[libvirt] RFC: Creating mediated devices with libvirt

Martin Polednik mpolednik at redhat.com
Thu Jun 22 12:55:13 UTC 2017


On 22/06/17 14:05 +0200, Erik Skultety wrote:
>On Thu, Jun 22, 2017 at 10:41:13AM +0200, Martin Polednik wrote:
>> On 16/06/17 18:14 +0100, Daniel P. Berrange wrote:
>> > On Fri, Jun 16, 2017 at 06:11:17PM +0100, Daniel P. Berrange wrote:
>> > > On Fri, Jun 16, 2017 at 11:02:55AM -0600, Alex Williamson wrote:
>> > > > On Fri, 16 Jun 2017 11:32:04 -0400
>> > > > Laine Stump <laine at redhat.com> wrote:
>> > > >
>> > > > > On 06/15/2017 02:42 PM, Alex Williamson wrote:
>> > > > > > On Thu, 15 Jun 2017 09:33:01 +0100
>> > > > > > "Daniel P. Berrange" <berrange at redhat.com> wrote:
>> > > > > >
>> > > > > >> On Thu, Jun 15, 2017 at 12:06:43AM +0200, Erik Skultety wrote:
>> > > > > >>> Hi all,
>> > > > > >>>
>> > > > > >>> so there's been an off-list discussion about finally implementing creation of
>> > > > > >>> mediated devices with libvirt and it's more than desired to get as many opinions
>> > > > > >>> on that as possible, so please do share your ideas. This did come up already as
>> > > > > >>> part of some older threads ([1] for example), so this will be a respin of the
>> > > > > >>> discussions. Long story short, we decided to put device creation off and focus
>> > > > > >>> on the introduction of the framework as such first and build upon that later,
>> > > > > >>> i.e. now.
>> > > > > >>>
>> > > > > >>> [1] https://www.redhat.com/archives/libvir-list/2017-February/msg00177.html
>> > > > > >>>
>> > > > > >>> ========================================
>> > > > > >>> PART 1: NODEDEV-DRIVER
>> > > > > >>> ========================================
>> > > > > >>>
>> > > > > >>> API-wise, device creation through the nodedev driver should be pretty
>> > > > > >>> straightforward and without any issues, since virNodeDevCreateXML takes an XML
>> > > > > >>> and does support flags.

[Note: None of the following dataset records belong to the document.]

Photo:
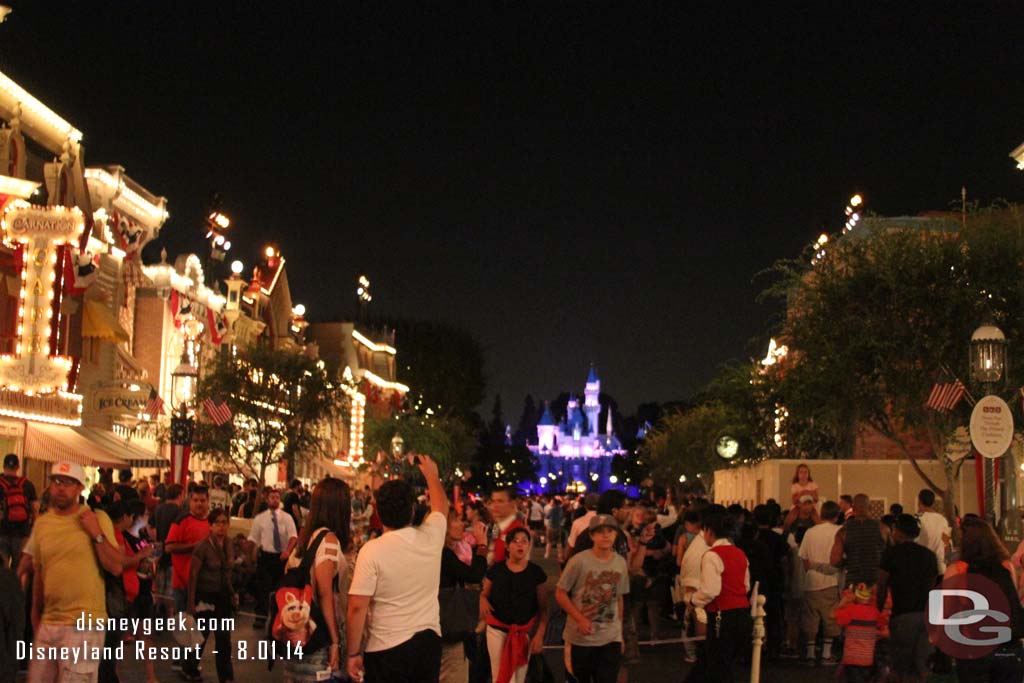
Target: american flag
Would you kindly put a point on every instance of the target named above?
(217, 411)
(155, 404)
(944, 397)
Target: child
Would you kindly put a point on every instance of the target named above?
(590, 591)
(861, 621)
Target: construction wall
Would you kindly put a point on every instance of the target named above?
(885, 481)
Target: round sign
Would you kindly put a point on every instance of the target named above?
(991, 426)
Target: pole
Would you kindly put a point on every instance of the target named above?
(1011, 521)
(758, 613)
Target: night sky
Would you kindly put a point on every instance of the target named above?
(570, 183)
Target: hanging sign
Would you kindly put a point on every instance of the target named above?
(991, 427)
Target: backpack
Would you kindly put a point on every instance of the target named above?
(15, 503)
(296, 616)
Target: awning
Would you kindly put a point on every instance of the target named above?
(98, 322)
(134, 455)
(85, 445)
(56, 443)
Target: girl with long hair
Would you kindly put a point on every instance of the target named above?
(331, 510)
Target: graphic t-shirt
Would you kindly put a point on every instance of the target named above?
(189, 529)
(595, 587)
(67, 560)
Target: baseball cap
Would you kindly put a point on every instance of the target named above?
(73, 470)
(602, 521)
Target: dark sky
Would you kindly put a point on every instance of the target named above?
(569, 182)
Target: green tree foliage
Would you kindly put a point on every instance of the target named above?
(442, 365)
(279, 399)
(683, 442)
(870, 325)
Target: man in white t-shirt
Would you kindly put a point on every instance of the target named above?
(935, 531)
(820, 583)
(395, 586)
(581, 524)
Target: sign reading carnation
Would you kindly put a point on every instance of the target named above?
(37, 232)
(991, 427)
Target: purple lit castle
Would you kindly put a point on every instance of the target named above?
(573, 456)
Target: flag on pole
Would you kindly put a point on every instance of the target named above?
(945, 396)
(181, 433)
(218, 411)
(155, 404)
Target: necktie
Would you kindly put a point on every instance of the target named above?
(276, 531)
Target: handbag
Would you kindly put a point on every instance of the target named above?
(460, 611)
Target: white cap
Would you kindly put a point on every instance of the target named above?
(73, 470)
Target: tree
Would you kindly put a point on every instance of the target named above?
(681, 447)
(446, 438)
(442, 365)
(871, 325)
(279, 399)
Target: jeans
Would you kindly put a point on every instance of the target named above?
(222, 609)
(728, 633)
(596, 664)
(416, 660)
(269, 567)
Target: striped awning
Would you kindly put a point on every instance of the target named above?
(57, 443)
(85, 445)
(98, 322)
(134, 455)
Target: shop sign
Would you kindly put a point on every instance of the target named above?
(991, 426)
(120, 400)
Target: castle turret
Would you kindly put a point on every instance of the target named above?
(591, 404)
(546, 430)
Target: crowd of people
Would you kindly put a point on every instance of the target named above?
(408, 584)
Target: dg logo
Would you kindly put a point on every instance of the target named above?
(969, 616)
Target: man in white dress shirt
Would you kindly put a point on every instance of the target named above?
(274, 536)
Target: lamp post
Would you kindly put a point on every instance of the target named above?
(988, 368)
(183, 380)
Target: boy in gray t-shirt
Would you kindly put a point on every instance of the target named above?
(590, 591)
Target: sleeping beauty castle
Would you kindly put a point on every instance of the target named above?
(573, 456)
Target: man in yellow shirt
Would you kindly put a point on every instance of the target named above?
(70, 546)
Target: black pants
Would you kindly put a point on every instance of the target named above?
(416, 660)
(222, 637)
(728, 632)
(269, 567)
(596, 664)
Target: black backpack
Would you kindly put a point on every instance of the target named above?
(295, 614)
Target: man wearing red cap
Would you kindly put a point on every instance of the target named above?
(70, 547)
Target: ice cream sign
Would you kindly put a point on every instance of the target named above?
(37, 233)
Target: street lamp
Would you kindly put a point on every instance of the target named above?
(988, 368)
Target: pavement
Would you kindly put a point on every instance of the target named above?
(660, 662)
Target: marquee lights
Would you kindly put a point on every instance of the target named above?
(373, 346)
(37, 231)
(32, 109)
(383, 383)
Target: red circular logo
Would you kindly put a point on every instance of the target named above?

Looking at the current device XML:
>> > > > > >>>
>> > > > > >>> <device>
>> > > > > >>>   <name>mdev_0cce8709_0640_46ef_bd14_962c7f73cc6f</name>
>> > > > > >>>   <path>/sys/devices/pci0000:00/.../0cce8709-0640-46ef-bd14-962c7f73cc6f</path>
>> > > > > >>>   <parent>pci_0000_03_00_0</parent>
>> > > > > >>>   <driver>
>> > > > > >>>     <name>vfio_mdev</name>
>> > > > > >>>   </driver>
>> > > > > >>>   <capability type='mdev'>
>> > > > > >>>     <type id='nvidia-11'/>
>> > > > > >>>     <iommuGroup number='13'/>
>> > > > > >>>     <uuid>UUID<uuid> <!-- optional enhancement, see below -->
>> > > > > >>>   </capability>
>> > > > > >>> </device>
>> > > > > >>>
>> > > > > >>> We can ignore <path>,<driver>,<iommugroup> elements, since these are useless
>> > > > > >>> during creation. We also cannot use <name> since we don't support arbitrary
>> > > > > >>> names and we also can't rely on users providing a name in correct form which we
>> > > > > >>> would need to further parse in order to get the UUID.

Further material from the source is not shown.